Apprenticeship in International Perspective: Points of Contrast with Ontario examines the apprenticeship systems in Germany, Austria, Switzerland, Australia, England, France and the United States and looks at six different dimensions: historical and cultural factors, governance, scope, participation, apprenticeship structure, and qualification and completion rates. Germany, Austria and Switzerland were selected because they operate “dual system” models that are often presented as inspiration for other countries. Australia and England have undertaken a series of reforms in the past 30 years to grow apprenticeship. France was chosen for the manner in which employer participation is encouraged, while the United States struggles with many of the challenges faced by Ontario.


Apprenticeship in Ontario is still largely restricted to the trades, but other jurisdictions have expanded beyond this traditional sector to include high-growth occupations in emerging areas of the economy. For example, England has established apprenticeships in information technology, finance, legal services and digital media, and has seen growth in business administration, retail and health care enrolments.
Apprentices in Ontario and the United States tend to be older than those in Europe and these two systems are the only ones in the world primarily used by adults. This creates a number of unique challenges as many apprentices in Ontario are at a stage where financial, family and life obligations may be challenges to completion. The costs of apprenticeship can be a major barrier to participation in Canada, especially for older participants. Many apprentices in Ontario are required to pay for their in-class training, and those not qualified for Employment Insurance are not salaried during this time unless their employers elect to do so. Several other international jurisdictions offer in-class training for free and apprentices continue to be paid while training off the job.
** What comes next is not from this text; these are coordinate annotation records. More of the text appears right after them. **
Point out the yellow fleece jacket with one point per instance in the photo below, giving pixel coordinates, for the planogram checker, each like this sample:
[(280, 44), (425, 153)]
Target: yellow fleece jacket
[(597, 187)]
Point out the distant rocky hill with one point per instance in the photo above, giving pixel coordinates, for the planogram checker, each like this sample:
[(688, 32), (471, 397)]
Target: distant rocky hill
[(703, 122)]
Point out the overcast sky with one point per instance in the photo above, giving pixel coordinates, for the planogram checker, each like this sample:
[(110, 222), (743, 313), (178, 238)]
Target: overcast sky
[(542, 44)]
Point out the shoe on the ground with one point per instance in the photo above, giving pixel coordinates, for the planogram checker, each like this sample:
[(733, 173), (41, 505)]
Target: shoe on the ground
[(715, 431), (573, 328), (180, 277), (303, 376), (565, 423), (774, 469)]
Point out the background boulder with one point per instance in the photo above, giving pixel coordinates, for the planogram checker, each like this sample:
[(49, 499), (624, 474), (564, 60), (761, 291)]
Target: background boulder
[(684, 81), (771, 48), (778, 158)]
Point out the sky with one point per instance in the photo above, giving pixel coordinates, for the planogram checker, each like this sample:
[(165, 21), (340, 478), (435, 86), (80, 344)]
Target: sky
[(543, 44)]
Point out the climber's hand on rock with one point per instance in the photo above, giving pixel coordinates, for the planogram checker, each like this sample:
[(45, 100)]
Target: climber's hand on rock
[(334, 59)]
The “dual system” model of apprenticeship, which blends in-class education at a vocational school with workplace training, is often considered successful for its ability to attract large numbers of young participants and has completion rates between 80% and 90%. Apprentices in this model spend about 70% of their training on the job and 30% in class, as opposed to Ontario where apprentices spend between 85% and 90% on the job. But the success of the systems in Germany, Austria and Switzerland are closely linked to unique historical and cultural factors that have created a positive public perception of apprenticeship and strong employer participation. 
Jurisdictions attempting to increase participation in apprenticeship should be mindful of what has taken place in England and Australia as both countries made significant changes to expand their systems and boost enrolment in recent decades. While both expansions were quite successful in increasing the number of apprentices, they led to significant questions about the quality of training. These examples show that expansion of apprenticeship is possible through creative, engaging marketing and adapting to new sectors of the economy, but issues of quality must be closely monitored.